黒 の 主 〜冒険者の章・八〜





  【19】



 セイネリア達が先行している中、遅れて出発したエル達はやはりセイネリアが予想した通り盗賊に襲われる事はなかった。また、かなり気を付けていたが周囲から見られているような気配も感じなかった。
 とはいえ敵を見つけるのが得意な連中は揃って前だから、こっちでは定期的に彼女に聞く事にしていた。

「レンファン、やっぱり敵さんは出て来なそうかね?」

 セイネリアがいないという事で、現在先頭を歩いているのはエルだった。今回は砦側からは兵2人とレッキオが付いてきている。さすがに9人となればただでさえ手を出しにくい上に、昨日の今日では盗賊もまだ警戒していると見てよさそうだ。

「あぁ、敵に襲われるところは見えない……あ」
「どうした?」

 エルが不審に思って足を止める。が、振り返ろうとしたら前方にいきなり人影が現れた。思わず身構えたが、すぐそれは知らない顔ではないのは分かる。けれど、それで安堵出来ない理由があった。
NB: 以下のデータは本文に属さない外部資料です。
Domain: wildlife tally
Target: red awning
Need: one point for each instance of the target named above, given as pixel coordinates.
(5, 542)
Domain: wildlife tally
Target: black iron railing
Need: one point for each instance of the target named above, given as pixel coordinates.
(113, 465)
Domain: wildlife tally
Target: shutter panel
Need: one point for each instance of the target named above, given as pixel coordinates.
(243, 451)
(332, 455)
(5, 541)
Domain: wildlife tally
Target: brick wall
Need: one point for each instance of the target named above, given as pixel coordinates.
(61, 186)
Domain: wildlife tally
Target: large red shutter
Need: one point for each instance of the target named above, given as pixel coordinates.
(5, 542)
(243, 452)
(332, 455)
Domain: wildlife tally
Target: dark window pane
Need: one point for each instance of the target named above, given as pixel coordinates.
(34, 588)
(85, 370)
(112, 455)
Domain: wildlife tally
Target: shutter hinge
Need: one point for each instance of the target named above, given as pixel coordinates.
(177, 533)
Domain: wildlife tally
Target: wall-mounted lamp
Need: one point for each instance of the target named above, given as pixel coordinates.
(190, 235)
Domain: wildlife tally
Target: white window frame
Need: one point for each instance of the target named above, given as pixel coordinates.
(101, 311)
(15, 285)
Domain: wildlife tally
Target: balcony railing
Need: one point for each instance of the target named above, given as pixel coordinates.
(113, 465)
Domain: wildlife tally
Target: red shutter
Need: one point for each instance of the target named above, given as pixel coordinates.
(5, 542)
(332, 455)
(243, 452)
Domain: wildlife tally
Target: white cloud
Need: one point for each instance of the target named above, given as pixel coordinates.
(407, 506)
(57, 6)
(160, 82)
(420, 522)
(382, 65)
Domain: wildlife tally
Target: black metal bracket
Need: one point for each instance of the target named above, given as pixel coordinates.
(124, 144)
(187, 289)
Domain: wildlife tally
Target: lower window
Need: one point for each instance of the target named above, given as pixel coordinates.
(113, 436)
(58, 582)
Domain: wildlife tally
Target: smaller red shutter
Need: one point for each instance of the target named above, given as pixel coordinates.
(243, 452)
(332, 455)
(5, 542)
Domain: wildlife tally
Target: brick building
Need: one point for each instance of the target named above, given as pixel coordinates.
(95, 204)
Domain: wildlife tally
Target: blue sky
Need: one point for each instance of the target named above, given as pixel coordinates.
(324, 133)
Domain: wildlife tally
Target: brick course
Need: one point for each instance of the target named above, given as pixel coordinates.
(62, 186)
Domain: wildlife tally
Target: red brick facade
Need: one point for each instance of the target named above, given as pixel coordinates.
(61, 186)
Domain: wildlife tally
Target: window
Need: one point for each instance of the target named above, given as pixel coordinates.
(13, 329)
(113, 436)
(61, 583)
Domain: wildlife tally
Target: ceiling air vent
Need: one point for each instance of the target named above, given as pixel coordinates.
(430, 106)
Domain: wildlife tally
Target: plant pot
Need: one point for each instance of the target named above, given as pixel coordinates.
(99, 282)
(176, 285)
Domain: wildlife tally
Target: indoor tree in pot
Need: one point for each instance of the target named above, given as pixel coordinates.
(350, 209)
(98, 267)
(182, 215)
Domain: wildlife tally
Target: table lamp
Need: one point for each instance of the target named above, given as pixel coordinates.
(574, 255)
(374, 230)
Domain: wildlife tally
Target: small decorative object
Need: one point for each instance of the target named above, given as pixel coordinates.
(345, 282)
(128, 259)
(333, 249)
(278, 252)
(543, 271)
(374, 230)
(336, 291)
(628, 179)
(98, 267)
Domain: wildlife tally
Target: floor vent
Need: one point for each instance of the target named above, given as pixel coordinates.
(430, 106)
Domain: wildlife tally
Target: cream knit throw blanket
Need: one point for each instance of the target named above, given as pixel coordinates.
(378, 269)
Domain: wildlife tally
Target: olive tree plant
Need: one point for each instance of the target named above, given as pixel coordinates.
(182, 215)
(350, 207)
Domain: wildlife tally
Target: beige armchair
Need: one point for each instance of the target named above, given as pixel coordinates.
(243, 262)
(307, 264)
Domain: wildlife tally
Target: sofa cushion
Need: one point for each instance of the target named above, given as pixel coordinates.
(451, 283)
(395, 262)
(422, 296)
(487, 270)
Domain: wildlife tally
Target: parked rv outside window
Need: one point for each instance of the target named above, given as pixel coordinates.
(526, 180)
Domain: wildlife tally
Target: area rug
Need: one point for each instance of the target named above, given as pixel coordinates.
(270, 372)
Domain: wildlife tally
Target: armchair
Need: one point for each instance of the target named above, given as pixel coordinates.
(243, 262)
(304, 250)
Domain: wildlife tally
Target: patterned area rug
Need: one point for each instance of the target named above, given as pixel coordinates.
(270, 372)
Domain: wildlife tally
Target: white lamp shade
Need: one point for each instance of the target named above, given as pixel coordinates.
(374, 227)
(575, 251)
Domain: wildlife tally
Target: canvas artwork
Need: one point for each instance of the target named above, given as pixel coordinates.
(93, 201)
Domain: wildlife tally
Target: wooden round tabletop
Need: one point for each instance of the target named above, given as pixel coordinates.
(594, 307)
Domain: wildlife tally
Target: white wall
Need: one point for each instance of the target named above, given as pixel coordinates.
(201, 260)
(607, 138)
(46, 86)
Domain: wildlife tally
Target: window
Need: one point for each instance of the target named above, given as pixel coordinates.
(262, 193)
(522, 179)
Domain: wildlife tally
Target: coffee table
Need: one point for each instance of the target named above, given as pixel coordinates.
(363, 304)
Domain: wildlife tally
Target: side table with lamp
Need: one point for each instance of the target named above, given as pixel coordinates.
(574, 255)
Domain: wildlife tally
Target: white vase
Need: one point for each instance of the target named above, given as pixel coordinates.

「あんたか……って、エーリジャも一緒じゃないのか?」

 そこにいたのはクーア神官のエデンスだけで、予定ならエーリジャと一緒にいる筈だからどう考えてもおかしい。

「あの狩人はやっぱり黒いのについてくそうだ」

 それを聞いて……内心、エルはほっとした。

「あー……そっか」

 ただそれは、エーリジャがいない理由が分かったから、ではない。
 セイネリアの負うリスクが、エーリジャが行く事でかなり軽減されるだろう事に関しての安心感だ。

 無茶するのが普通のあの男は、確かに無茶を通せるだけの実力はあるが一歩間違ったら死んでいたなんて事も日常茶飯事だ。森を歩く事に関してはセイネリア以上で彼が暴れても邪魔せず後方からのフォローが出来るエーリジャなら、あの性格を考えても今、セイネリアについて行く人間としては最適解だ。
 エーリジャの安全を考えたら当初の予定通りになるのだろうが、エルとしてはセイネリアが潰れたら全ての計画が潰れるため、あの男なら大丈夫だと思っていてももう少しその身の安全も考えて貰いたかったという思いがあった。

「よし、そンならこっちも急いで追いつくぞ」

 ただどちらにしろ、こちらの行動は変わらない。
 エルはすぐに引かれ石を取り出すとセイネリアのいる方向を確認した。この石も有効範囲はそこまで広くないが、結界などの設置魔法がほぼない街の外だと比較的遠くまで感知できる。一応石がまだ有効かどうかは時々確認していたが――取り出した引かれ石が僅かに光ってセイネリアのいる方向を指しているのを見て、エルはほっと息をついた。

「向うだな、森に入った方がいいか」

 指している方向だけを見れば、街道から少し外れた森の中を指している。

「いや、いけるところまでは道を行った方がいいと思う」

 すぐさまそう返してきたのはレンファンだ。他の人間ならともかく、彼女が言ったのなら聞く事がある。

「何か見えたのか?」
「あぁ……今、エデンスが来た途端……我々が道で敵らしき者達と向かい合っているのが見えた」

 それならエルも即決する。

「オーケー、ならよっぽど方向的に逸れない限りは出来るだけ道を行こう。どっちみち、その方が歩きやすい分早いだろうしな」

 だがそこで、前にいたエデンスが道の端へいって座り込んだ。

「悪いが俺は少し休憩してからでいいか。あんた達が道を行ってるなら探すのも楽だしな、後で合流する」

 転送も結構疲れるんだったか? ――考えながら、エルは一応聞き返した。

「そら構わねぇけど、一人じゃ危険じゃねぇか?」
「あぁ、襲われたら飛ぶさ」
「あー……だったな」

 エルはそこでもう一度石の方向を確認してから、道から逸れすぎていないのを見て皆に出発を告げた。ともかく今は、一刻も早くセイネリアに追いつく事が優先だった。